É a associação de um teste ergométrico convencional com a análise do ar expirado pelo paciente, que serve para especificar medidas diretas de parâmetros respiratórios, como consumo de oxigênio, produção de gás carbônico, frequência respiratória e ventilação pulmonar. Em última análise a integridade desses sistemas bem como suas adaptações durante a realização de um exercício submáximo e máximo.

 

Indicações:

Avaliação funcional de doenças cardíacas e pulmonares.
Avaliação seriada no pré e no pós-transplante cardíaco.
Quantificação do risco de pacientes com miocardiopatias (doença do músculo cardíaco).
Para programar a reabilitação em pacientes com doença cardíaca ou com insuficiência cardíaca.
Para programar treinamentos de atletas.
Para diagnóstico diferencial da dispneia (falta de ar).

 

Contraindicações:

Gestantes e pessoas com peso corporal acima de 160 quilos.

 

Preparo para o exame:

No dia do exame, após o banho, não utilizar cremes, pomadas ou gel, vir ou trazer roupa confortável (bermuda e tênis para homens; bermuda e top para mulheres). Não fumar duas horas antes e uma hora após o exame, dieta normal duas horas antes ou dieta leve uma hora antes do exame (o paciente não deverá fazer o exame em jejum).
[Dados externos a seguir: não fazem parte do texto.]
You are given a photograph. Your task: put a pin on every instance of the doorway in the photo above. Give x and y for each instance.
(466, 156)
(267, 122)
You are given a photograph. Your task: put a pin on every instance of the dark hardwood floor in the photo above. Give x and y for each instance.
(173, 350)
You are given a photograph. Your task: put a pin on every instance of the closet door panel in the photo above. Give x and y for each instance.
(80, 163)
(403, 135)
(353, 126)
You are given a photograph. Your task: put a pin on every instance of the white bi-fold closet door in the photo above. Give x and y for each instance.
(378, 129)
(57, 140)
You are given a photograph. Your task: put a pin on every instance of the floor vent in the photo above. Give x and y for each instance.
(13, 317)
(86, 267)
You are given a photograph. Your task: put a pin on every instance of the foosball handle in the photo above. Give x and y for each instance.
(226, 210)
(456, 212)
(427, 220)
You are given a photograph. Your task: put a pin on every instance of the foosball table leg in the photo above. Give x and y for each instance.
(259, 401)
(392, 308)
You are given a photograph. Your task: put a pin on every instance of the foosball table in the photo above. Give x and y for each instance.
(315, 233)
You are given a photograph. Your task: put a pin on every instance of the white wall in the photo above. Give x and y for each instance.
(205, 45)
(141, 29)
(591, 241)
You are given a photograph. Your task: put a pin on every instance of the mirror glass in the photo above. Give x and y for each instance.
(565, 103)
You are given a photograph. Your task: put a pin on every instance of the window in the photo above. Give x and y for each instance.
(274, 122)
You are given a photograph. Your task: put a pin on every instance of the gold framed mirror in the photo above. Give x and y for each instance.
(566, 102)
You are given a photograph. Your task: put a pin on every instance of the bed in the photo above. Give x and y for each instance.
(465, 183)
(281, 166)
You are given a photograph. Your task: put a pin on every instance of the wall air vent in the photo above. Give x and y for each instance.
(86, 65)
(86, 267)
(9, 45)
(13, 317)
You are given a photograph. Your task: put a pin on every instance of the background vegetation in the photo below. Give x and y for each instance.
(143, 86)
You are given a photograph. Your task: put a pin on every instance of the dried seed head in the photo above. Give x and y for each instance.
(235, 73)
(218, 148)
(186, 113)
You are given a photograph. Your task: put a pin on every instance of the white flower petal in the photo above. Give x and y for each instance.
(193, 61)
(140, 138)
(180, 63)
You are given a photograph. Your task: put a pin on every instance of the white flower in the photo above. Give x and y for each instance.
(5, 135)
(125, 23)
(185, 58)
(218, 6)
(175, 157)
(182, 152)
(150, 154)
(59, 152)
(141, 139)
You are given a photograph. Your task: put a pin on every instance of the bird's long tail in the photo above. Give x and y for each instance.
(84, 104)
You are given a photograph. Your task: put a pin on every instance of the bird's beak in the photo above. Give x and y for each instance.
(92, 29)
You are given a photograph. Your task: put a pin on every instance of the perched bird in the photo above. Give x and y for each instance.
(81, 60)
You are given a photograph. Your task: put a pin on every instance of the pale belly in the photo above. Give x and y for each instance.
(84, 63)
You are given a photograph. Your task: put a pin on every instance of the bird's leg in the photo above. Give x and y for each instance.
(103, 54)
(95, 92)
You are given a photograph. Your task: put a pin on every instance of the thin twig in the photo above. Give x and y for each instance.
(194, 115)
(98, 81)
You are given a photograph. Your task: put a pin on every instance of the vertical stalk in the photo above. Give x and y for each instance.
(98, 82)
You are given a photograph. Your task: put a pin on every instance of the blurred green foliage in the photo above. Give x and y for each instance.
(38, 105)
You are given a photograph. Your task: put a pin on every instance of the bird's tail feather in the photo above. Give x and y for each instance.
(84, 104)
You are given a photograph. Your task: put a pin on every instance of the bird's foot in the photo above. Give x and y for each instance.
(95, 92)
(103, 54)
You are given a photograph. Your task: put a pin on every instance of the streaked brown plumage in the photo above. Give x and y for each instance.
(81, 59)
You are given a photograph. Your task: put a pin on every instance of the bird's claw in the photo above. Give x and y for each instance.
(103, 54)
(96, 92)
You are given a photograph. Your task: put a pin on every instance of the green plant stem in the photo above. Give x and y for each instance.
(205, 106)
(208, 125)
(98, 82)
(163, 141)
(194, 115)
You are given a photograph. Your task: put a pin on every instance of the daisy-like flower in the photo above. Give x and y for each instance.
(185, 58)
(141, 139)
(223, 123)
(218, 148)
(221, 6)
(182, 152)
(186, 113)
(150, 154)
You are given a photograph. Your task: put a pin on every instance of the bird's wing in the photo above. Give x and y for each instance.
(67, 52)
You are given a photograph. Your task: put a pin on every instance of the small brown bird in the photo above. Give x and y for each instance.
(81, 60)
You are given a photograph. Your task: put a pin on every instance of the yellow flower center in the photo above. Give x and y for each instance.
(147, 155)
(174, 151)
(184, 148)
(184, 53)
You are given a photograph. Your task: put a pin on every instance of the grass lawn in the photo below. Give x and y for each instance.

A suspensão de medicação em uso fica a critério do seu médico e na dependência dos objetivos do exame, quando o objetivo é diagnosticar a doença arterial coronária, caso seja possível, recomenda-se suspender remédios que possam mascarar as manifestações da doença, como betabloqueadores (atenolol, propranolol, metoprolol), inibidores dos canais de cálcio (diltiazem, verapamil) e vasodilatadores coronarianos (dinitrato ou mononitrato de isossorbida, nitroglicerina). Recomenda-se ao paciente não expor o tórax desprotegido ao sol até 72 horas após o exame, já que pode surgir irritação da pele no local da colocação dos eletrodos para monitoração. No teste cardiopulmonar, além de se verificar os dados de um teste ergométrico, também é analisado o ar espirado para medidas do consumo de oxigênio, da produção de gás carbônico, da frequência respiratória e da ventilação pulmonar. Para tal, o paciente faz todo o esforço físico respirando preferencialmente com a utilização de um bocal (ou máscara, caso não suporte o bocal) e mantendo o nariz obstruído com um prendedor especial.

 

Complicações:

São muito raras, mas podem incluir: arritmias, insuficiência cardíaca, síndromes coronarianas agudas (angina instável, infarto agudo do miocárdio) e parada cardiorrespiratória.